The main mechanisms responsible for partial melting are decompression melting and flux melting. The first process happens when bodies of rock move from a higher to a lower pressure setting, causing melting of a part of its components, while the second is caused by the addition of fluids that lower the melting point of minerals, leading to their melting at lower temperatures. Although conduction of heat is a known mechanism capable of transferring heat from one body to another, it plays a subordinate role in causing partial melting. This is due to the ineffective heat flow in large rock bodies in the solid portion of the Earth and a lack of heat sources capable of inciting partial melting.
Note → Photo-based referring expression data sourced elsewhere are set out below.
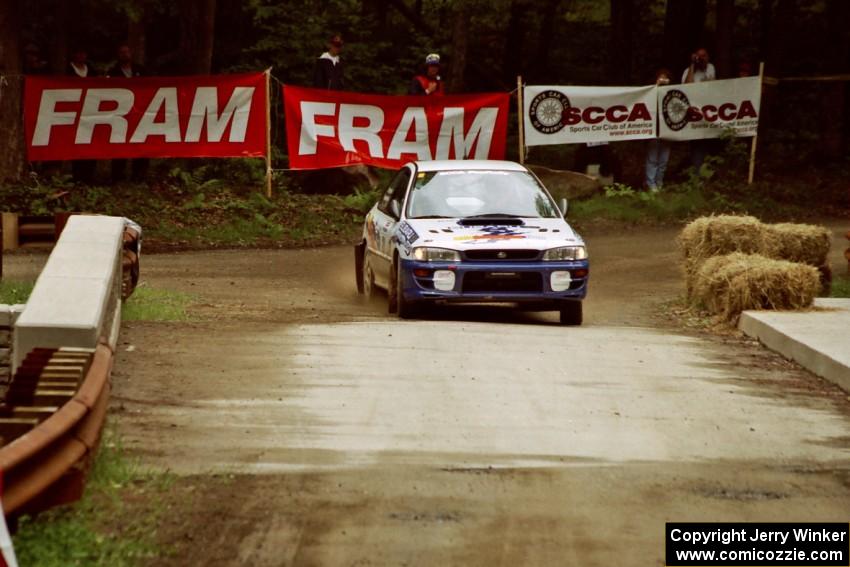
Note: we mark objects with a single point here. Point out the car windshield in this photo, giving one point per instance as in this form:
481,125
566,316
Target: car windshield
453,194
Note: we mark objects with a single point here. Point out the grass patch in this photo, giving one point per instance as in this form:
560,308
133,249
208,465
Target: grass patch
150,304
13,292
840,287
100,529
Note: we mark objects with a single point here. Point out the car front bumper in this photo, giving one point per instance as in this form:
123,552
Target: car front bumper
487,282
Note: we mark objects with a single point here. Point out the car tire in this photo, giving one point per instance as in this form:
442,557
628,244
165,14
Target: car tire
392,289
404,308
359,251
571,313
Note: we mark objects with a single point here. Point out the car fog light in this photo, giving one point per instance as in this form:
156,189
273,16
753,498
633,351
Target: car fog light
444,280
560,280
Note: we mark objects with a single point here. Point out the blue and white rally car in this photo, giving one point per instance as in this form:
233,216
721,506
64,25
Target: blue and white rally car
472,231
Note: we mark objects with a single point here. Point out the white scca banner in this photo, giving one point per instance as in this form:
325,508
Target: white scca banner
568,115
708,109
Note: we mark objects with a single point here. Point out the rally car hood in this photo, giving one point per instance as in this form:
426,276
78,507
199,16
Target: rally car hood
536,234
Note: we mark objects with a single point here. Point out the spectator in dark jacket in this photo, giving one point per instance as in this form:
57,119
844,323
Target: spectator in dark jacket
79,65
82,170
328,71
126,68
429,82
33,62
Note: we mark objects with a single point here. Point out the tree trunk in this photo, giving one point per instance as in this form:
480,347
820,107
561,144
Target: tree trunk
684,21
461,17
725,38
836,59
197,24
12,147
136,37
514,40
540,67
765,23
782,37
58,56
620,54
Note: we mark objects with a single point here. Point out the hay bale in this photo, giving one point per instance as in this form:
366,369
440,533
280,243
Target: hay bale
804,243
711,236
730,284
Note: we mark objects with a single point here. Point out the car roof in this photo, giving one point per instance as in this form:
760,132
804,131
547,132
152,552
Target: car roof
468,165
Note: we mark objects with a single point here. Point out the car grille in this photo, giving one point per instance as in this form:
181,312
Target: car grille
487,282
502,255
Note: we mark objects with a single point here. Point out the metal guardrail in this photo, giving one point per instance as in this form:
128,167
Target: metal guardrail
46,465
55,406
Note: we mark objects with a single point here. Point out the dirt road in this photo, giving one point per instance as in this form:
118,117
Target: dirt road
309,428
476,437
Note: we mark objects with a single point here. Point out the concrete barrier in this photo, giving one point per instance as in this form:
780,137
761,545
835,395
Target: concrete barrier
817,339
76,300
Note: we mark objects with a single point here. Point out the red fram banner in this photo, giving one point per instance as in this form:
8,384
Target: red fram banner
214,116
333,128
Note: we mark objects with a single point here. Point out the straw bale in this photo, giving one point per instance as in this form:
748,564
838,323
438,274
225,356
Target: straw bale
730,284
804,243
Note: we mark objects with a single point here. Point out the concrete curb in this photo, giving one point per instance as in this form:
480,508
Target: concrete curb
818,340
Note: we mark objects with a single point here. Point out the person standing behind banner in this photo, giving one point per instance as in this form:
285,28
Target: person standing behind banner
126,68
699,71
328,72
428,83
82,170
658,151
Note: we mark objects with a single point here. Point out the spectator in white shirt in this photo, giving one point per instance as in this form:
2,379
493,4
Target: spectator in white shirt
700,69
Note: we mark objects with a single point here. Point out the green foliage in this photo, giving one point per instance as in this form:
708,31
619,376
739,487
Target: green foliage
14,292
148,304
97,530
363,199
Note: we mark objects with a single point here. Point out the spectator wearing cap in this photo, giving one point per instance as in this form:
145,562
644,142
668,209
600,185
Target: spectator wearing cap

=== Decompression melting ===
Main process responsible for the generation of basaltic melts on certain settings, such as rift zones in continents, back-arc basins, seafloor spreading zones and intraplate hotspots. Plate tectonics and mantle convection are responsible for the transportation of hot and less dense rock towards the surface. This causes a reduction in pressure without loss of heat, leading to partial melting. At seafloor spreading zones (mid-ocean ridges), hot peridotite ascending from the mantle undergoes partial melting due to a decrease in pressure, generating a basaltic melt and a solid phase. This melt when extruded on the surface is responsible for the creation of new oceanic crust. In continental rifts, where the lithosphere is colder and more rigid, decompression melting occurs when material from the hot and more plastic asthenosphere is transported to lower pressures.

=== Flux melting ===
Decompression melting does not explain how volcanoes form above subduction zones, since in this setting there is an increase in pressure when the oceanic plate subducts under a colder oceanic plate or a continental plate. The mechanism that explains melting in this setting is flux melting. In this case, when water, oceanic crustal material and metamorphosed mantle rocks are added into the system, minerals can be melted at lower temperatures. There are arguments that the most efficient way of carrying material from the subducting slab to the volcanic arc on the surface is by melting the slab itself, while other views support that melting occurs between the lithosphere and the slab.

=== Heat conduction ===
Although decompression and flux melting are the main mechanisms causing partial melting, the generation of certain igneous systems, such as large felsic continental magma reservoirs (for example, Yellowstone), are not explained by them. In this case, heat conduction is the mechanism responsible for that. When basaltic melt moves through the continental crust, it can accumulate and partially crystallize. In this event, if sufficient heat is released, it can cause the melting of the surrounding rocks and the creation of felsic magma. The relevance of this phenomenon to the modification of the continental crust is a topic of discussion in the scientific community.

== Significance ==
Partial melting is an important process in geology with respect to the chemical differentiation of crustal rocks. On the Earth, partial melting of the mantle at mid-ocean ridges produces oceanic crust, and partial melting of the mantle and oceanic crust at subduction zones creates continental crust.

Furthermore, the process of partial melting is also associated with the development of a series of ore deposits such as:

- Light rare-earth element (LREE) in carbonatites;
- Chromite deposits;
- Base-metal Ni-Cu sulfide deposits in mafic and ultramafic rocks;
- PGE sulfide deposits;
- Rare-metal pegmatites;
- Diamond deposits in kimberlites and lamproites.